A recent San Francisco Chronicle article on cookbook collections has gotten cookbook lovers chatting. The author, Amanda Gold, decided that her stash of nearly 200 cookbooks needed to be culled, partly to prevent her crawling toddler from being buried under a pile of books and partly because, well, she just didn’t use them much:
“Like many cooks of my generation, I often turn to the Internet first, and the books wear a nice jacket of dust.”

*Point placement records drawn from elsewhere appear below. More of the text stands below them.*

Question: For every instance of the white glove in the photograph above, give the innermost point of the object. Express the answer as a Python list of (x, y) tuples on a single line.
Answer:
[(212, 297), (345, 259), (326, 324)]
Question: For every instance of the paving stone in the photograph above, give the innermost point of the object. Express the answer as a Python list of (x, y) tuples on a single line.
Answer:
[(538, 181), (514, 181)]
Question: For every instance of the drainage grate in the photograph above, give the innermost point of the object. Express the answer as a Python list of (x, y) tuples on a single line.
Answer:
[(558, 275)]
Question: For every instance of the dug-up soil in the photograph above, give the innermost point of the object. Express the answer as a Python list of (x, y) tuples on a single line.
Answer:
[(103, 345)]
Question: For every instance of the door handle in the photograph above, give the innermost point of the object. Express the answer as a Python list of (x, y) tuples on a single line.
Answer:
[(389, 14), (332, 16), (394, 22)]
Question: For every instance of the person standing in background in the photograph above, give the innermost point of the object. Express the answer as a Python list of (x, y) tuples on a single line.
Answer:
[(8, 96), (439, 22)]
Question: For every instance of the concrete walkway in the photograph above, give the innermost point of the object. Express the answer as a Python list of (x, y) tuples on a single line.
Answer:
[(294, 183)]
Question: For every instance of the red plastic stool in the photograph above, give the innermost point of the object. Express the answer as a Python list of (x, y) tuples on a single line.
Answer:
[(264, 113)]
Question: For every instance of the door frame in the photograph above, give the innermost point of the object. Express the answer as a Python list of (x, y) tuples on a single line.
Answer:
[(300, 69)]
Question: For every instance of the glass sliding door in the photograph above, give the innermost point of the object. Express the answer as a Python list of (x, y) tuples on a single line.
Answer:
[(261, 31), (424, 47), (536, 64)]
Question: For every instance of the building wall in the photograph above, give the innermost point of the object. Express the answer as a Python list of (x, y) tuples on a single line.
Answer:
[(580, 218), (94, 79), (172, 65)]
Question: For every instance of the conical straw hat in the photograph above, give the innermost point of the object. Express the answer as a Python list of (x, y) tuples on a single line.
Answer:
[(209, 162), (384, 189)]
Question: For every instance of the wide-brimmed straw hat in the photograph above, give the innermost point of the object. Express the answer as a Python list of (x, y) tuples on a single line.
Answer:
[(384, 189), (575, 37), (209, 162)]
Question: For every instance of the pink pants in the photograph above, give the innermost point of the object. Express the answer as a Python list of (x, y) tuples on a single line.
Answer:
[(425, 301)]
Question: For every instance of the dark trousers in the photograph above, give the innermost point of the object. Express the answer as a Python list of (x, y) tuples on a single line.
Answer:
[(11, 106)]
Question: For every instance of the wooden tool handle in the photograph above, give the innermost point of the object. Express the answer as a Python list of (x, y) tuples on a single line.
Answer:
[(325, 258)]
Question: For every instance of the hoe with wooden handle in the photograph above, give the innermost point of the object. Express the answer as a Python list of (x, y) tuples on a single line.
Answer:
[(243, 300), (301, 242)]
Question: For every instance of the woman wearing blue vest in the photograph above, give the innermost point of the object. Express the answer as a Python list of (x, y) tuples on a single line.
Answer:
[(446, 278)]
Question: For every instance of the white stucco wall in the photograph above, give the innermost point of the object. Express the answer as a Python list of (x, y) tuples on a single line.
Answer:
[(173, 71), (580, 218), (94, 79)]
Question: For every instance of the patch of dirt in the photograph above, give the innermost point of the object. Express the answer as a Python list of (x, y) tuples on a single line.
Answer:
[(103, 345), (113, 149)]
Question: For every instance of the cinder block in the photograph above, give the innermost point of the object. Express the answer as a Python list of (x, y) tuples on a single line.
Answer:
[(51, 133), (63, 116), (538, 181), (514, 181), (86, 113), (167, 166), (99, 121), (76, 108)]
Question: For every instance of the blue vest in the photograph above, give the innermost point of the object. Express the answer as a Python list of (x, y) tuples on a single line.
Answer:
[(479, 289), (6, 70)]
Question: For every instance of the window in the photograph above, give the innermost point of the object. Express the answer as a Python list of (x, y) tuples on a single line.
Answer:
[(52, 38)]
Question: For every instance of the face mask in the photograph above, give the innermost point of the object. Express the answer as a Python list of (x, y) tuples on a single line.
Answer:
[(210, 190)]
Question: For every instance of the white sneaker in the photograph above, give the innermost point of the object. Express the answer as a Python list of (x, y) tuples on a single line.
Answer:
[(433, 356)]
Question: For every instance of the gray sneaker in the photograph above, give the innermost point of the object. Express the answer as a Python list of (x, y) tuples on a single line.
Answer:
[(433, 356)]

So she came up with a sorting system: Keep only those books that are classics, have sentimental value, exemplify their genre (a baking book with awesome cake recipes, for example), or have great ideas you might not think of on your own. Books that made the cut include Mark Bittman’s How to Cook Everything (classic), Alice Medrich’s Bittersweet (genre exemplar), and Deborah Madison’s Vegetarian Cooking for Everyone (unusual ideas as well as genre exemplar).
Now other folks are making and posting their own top-10 lists. Bill Daley, at the Chicago Tribune, picked a list that includes Monica Bhide’s Modern Spice, Grace Young’s Stir-Frying to the Sky’s Edge, and Dorie Greenspan’s Around My French Table. And the blog Serious Eats asked readers to share their own favorites, plus photos of dishes made from those books.